14-18 : à Spincourt, un "cimetière oublié" livre ses premiers secrets
Rotules, fémur, tibia, clavicules, côtes... À l'Institut national d'archéologie préventive (Inrap) à Metz, l'archéo-anthropologue Frédéric Adam reconstitue le squelette presque entier d'un soldat découvert l'an dernier dans un "cimetière oublié" de la Première Guerre mondiale à Spincourt (Meuse).
Dans ce lieu étaient regroupés, entre 1919 et 1924, les corps des soldats avant d'être rendus à leur famille ou transférés dans une nécropole. Mis au jour au hasard d'un projet de construction, des cercueils ont alors refait surface dans la glaise.
D'après le registre, 864 corps étaient répartis dans 617 sépultures.
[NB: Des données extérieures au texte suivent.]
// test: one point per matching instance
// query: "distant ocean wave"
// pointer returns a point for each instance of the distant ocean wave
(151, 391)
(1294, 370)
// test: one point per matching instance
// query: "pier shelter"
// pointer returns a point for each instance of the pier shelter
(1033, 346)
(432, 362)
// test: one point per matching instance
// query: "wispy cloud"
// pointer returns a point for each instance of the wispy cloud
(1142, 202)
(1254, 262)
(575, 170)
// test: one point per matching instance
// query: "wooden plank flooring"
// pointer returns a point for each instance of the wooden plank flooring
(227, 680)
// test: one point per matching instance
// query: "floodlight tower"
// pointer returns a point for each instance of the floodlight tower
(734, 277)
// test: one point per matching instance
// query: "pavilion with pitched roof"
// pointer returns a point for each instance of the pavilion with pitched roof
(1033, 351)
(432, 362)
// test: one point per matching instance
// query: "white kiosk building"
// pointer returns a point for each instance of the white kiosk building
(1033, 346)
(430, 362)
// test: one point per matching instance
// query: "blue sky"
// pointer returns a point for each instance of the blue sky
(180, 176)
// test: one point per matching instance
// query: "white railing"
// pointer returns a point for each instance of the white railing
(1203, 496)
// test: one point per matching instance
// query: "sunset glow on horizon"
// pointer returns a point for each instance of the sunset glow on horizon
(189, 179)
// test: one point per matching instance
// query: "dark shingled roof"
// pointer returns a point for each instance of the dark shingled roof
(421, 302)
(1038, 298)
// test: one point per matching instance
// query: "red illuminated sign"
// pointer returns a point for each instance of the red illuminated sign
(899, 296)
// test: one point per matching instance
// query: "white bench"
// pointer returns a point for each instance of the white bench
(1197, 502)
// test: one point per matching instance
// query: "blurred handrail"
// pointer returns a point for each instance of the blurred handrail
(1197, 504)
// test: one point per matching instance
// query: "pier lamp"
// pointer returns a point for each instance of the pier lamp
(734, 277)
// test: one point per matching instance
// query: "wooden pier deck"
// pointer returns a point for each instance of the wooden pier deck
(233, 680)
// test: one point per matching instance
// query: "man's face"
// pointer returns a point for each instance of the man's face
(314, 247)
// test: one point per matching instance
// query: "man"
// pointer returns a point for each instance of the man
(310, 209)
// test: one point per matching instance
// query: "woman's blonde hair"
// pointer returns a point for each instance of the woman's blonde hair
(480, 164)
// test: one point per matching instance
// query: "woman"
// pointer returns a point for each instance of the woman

Quelque 200 cercueils restent inaccessibles, enfouis sous la route et une construction.
"Historiquement, on sait que les soldats sont morts en masse tel jour, sur tel secteur lors de tirs d'artillerie ou sous les obus, mais on ne sait pas comment ils sont morts individuellement", explique M. Adam. Sur une table, cinq crânes et une mandibule sont alignés.
Le travail mené, ajoute-t-il, vise à déterminer "qui sont ces personnes, à quel régiment elles appartenaient, comment elles étaient habillées, quel était leur état sanitaire et comment elles sont décédées".
"Seuls les archéologues peuvent le savoir avec leurs observations", relève-t-il.
L'Inrap a exhumé 450 cercueils en bois, dont un tiers renfermait la dépouille d'un ou de plusieurs soldats - jusqu'à une douzaine, parfois.
Les agents ont aussi récupéré une quantité d'objets: baïonnettes, cartouches, monnaies, crucifix, médailles pieuses et chapelets, ceinturons, miroirs de poche publicitaires ou encore "du nécessaire à coudre pour rafistoler son uniforme"...
M. Adam montre un couteau comportant plusieurs encoches: "C'est soit les mois passés au combat, soit le nombre d'ennemis tués".
Parmi d'autres objets, un couteau du "Père-Cent" avec un mécanisme permettant de "décompter les jours à tirer" et un pendentif rouillé, composé de trois balles Lebel enchâssées. "Ce sont des souvenirs de régiment, que les soldats avaient encore sur eux", glisse l'archéo-anthropologue.
- Sépulture 127 -
Des brodequins par centaines ont été sortis de la glaise, souvent intacts, avec sur la semelle le nom de l'usine de fabrication. "On va travailler sur l'économie de la guerre, savoir quelles entreprises avaient les marchés", dit-il.
M. Adam note que "la gestion de tous ces corps a été compliquée, car il fallait faire vite, travailler avec des entreprises, relancer l'économie du pays et honorer tous ces morts pour la patrie".
L'un des crânes trouvés présente un trou de chaque côté: la tête a vraisemblablement été traversée par un éclat d'obus. "Pour tuer, un éclat de 3 mm suffit: avec la vélocité de la ferraille, ça perce le casque".
Il reste à donner un nom à ces Poilus, en s'appuyant sur le registre militaire et la comparaison ADN. "C'est la première fois qu'on a autant de corps à identifier. On est aux prémices de l'étude, mais de nombreux corps le seront", espère l'archéo-anthropologue.
Dans la sépulture 127, le squelette avait sur une cuisse un morceau de plaque en marbre avec l'inscription: "Louis-Stanislas Chaumont, 330e régiment d'infanterie".
En comparant archives militaires et observations morphologiques, il s'est avéré impossible qu'il s'agisse de ce Poilu, mort à 30 ans le 24 août 1914, lors de la bataille de Spincourt.
Selon le registre du cimetière, la sépulture 127 était occupée par un fantassin mort lors de cette même bataille à 25 ans. Certains de ses ossements - crâne, jambe gauche et autres - reposent à la nécropole de Pierrepont (Meurthe-et-Moselle), mais son identité n'a pas été dévoilée.
Un appel d'un homme à M. Adam lui a confirmé que ce n'était pas le soldat Chaumont, dont le nom avait été diffusé dans la presse.
"Sa grand-mère lui avait raconté qu'elle avait récupéré le corps de son mari, derrière une barrière de voie de chemin de fer à Spincourt, sans prévenir les autorités", relate M. Adam. Il a été enterré dans le caveau familial, sans que son nom n'apparaisse.
"Après la guerre, les familles voulaient récupérer leur défunt tout de suite...", souligne-t-il.